Une dimension non anticipée par les représentants des sites prend aujourd’hui une place essentielle : la nature de la relation qui s’est établie entre eux. Nous avons d’ailleurs eu l’occasion de souligner qu’elle avait permis de préserver la vie associative et de surmonter la disparition du C.N.A.C.. En effet, les Salons ont généré des liens entre les sites qui sont souvent des liens d’amitié tissés entre deux individus plutôt que des liens d’intérêt économique créés entre villes, producteurs ou O.T..

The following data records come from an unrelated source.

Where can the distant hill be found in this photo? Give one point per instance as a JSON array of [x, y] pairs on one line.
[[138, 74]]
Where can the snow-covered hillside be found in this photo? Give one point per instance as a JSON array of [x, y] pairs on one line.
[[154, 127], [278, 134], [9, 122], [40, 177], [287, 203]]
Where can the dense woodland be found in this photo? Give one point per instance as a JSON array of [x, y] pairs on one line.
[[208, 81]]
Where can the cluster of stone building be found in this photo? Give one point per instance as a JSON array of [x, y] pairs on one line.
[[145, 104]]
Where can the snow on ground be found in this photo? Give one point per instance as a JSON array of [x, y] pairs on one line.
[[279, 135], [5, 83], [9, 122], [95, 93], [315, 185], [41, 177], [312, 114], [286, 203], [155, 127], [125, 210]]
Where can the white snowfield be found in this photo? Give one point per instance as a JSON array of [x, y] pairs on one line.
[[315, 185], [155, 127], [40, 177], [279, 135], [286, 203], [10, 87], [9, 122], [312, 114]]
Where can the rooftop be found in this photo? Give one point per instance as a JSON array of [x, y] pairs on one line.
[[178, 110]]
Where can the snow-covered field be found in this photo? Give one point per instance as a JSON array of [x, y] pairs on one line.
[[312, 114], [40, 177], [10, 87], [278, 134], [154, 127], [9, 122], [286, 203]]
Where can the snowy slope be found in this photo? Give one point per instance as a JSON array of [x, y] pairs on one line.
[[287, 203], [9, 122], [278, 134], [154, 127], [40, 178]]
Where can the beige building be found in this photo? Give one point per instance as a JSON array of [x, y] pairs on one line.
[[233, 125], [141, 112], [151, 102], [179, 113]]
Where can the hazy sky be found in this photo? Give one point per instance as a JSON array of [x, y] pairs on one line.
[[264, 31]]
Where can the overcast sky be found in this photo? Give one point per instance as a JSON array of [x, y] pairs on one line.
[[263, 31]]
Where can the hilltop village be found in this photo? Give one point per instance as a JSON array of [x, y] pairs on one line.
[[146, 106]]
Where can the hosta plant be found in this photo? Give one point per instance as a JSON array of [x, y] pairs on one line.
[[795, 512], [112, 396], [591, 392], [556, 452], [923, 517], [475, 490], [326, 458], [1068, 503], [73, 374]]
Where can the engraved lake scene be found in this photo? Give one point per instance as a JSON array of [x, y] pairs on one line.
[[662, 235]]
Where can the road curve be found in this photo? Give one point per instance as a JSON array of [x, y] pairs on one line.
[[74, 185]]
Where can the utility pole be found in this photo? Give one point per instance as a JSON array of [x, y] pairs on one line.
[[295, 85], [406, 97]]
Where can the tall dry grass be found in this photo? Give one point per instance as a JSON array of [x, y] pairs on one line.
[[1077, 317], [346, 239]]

Nous avons vu qu’il existait des relations de ce genre puisque quelques-uns échangeaient des produits ou en laissaient en dépôt dans les commerces locaux, mais cet aspect est anecdotique en terme quantitatif. La plupart des sites affirment ne pas développer de réseau commercial qui leur permettrait d’être disponible en permanence sur le site qui accueille le Salon. Les projets communs peuvent être discutés lors de ces rencontres, mais le plus souvent ils ont été élaborés ailleurs au cours des assemblées ou lors de rencontres spécifiques – par téléphone ou de visu. De manière générale, les sites relèvent aussi la difficulté à travailler ensemble, d’autant qu’il leur est parfois difficile de sensibiliser et de mobiliser les acteurs locaux (restaurateurs…). Les salons sont d’autant moins une occasion de développer des projets entre sites que ce sont parfois les producteurs seuls qui sont présents, envoyés à la demande de l’O.T. et qu’ils ne sont pas toujours activement impliqués dans la démarche S.R.G., qui est plutôt l’affaire de l’O.T. ou de la mairie. Les salons S.R.G. sont en ce sens des lieux commerciaux et des vitrines des régions, les produits devenant les ambassadeurs des régions. Les salons ne sont pas des lieux de réflexion pour les sites, ils sont destinés au public ; ils sont démonstrations, expositions des produits, des régions et du label. Ils donnent à voir.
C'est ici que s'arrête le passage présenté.